Mais la vie, qu’elle dure 20 ans ou 100 ans ne prend sens que par les actes posés par l’homme durant son éphémère passage sur terre. Pour El Hadj Sékhouna Soumah, la fin aura été des plus souhaitables. Pressentant le rendez-vous du 31 octobre tout proche, il choisit le camp de l’opprimé pour le grand courroux de l’oppresseur. Avec son compère, El Hadj Ousmane Baldé « Sans loi », il s’oppose à la modification des règles du jeu en plein match. Voué aux gémonies par le camp présidentiel, vilipendé, violenté verbalement et physiquement, l’homme reste droit dans ses bottes : pas question de soutenir l’insoutenable. On se souvient des propos injurieux de certains jeunes de la mouvance présidentielle traitant le vieil homme de tous les noms d’oiseaux avec la bénédiction du palais.

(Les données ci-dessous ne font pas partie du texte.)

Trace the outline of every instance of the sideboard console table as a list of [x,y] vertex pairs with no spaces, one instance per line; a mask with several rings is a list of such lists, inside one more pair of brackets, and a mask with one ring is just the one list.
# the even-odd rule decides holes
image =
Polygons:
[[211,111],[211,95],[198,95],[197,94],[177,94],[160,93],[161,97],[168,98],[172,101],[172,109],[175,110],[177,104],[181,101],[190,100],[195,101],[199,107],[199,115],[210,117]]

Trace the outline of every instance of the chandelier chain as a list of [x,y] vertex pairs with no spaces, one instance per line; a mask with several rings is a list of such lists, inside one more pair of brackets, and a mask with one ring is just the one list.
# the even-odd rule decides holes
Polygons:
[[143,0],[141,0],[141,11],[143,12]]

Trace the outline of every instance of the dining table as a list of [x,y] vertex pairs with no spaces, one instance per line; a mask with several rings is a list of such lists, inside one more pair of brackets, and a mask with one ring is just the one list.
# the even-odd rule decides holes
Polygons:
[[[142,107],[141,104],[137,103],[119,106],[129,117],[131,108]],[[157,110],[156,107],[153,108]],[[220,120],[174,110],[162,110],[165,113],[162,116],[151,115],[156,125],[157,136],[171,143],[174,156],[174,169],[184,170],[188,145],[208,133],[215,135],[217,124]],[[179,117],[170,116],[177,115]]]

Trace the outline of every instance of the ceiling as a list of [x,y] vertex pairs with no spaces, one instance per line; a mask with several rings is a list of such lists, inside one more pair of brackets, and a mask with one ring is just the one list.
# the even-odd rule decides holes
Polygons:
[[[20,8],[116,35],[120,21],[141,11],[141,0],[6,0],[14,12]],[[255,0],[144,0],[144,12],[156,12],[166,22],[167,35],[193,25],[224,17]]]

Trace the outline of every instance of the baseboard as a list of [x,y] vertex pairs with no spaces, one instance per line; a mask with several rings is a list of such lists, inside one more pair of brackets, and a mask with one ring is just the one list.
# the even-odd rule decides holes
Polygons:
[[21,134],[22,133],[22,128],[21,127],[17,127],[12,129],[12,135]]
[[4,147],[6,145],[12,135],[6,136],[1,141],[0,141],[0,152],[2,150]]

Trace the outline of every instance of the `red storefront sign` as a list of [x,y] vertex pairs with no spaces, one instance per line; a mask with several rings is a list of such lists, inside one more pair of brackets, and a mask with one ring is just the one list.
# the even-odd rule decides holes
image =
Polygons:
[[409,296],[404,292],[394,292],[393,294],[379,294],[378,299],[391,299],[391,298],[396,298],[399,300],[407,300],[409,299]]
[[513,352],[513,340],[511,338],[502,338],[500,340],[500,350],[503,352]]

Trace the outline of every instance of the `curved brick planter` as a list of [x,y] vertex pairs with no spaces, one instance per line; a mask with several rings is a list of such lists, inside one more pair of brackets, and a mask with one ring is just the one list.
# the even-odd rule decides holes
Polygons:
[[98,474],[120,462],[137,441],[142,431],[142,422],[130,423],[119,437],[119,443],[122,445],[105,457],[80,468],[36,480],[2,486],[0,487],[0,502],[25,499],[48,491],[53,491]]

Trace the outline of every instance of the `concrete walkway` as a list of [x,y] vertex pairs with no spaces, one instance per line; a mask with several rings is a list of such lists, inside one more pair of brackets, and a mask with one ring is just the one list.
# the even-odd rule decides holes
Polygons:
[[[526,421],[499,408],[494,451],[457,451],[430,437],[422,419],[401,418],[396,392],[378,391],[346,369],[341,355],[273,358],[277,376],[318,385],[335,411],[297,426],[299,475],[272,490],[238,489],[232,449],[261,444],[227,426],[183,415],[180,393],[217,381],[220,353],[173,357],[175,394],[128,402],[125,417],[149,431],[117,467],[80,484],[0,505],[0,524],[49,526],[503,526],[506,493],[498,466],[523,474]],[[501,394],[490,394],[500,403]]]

Les consultations pour le forcing avaient été menées tambour battant par un de ses proches. Pour lequel il était inimaginable que le patriarche lui refuse son soutien. C’était sans compter avec la volonté du Kountigui de couronner sa carrière dans la dignité. Alors que le pouvoir corrompu espérait que son soutien passerait comme lettre à la poste, le vieil homme balayera cette conjecture d’un revers de la main. Montrant ainsi à la postérité que, contrairement aux idées reçues, le débat ne se pose pas en termes de génération. Si, parfois la vieillesse peut être aux antipodes de la sagesse, avec El Hadj Sékhouna Soumah, vieillesse rime parfaitement avec sagesse.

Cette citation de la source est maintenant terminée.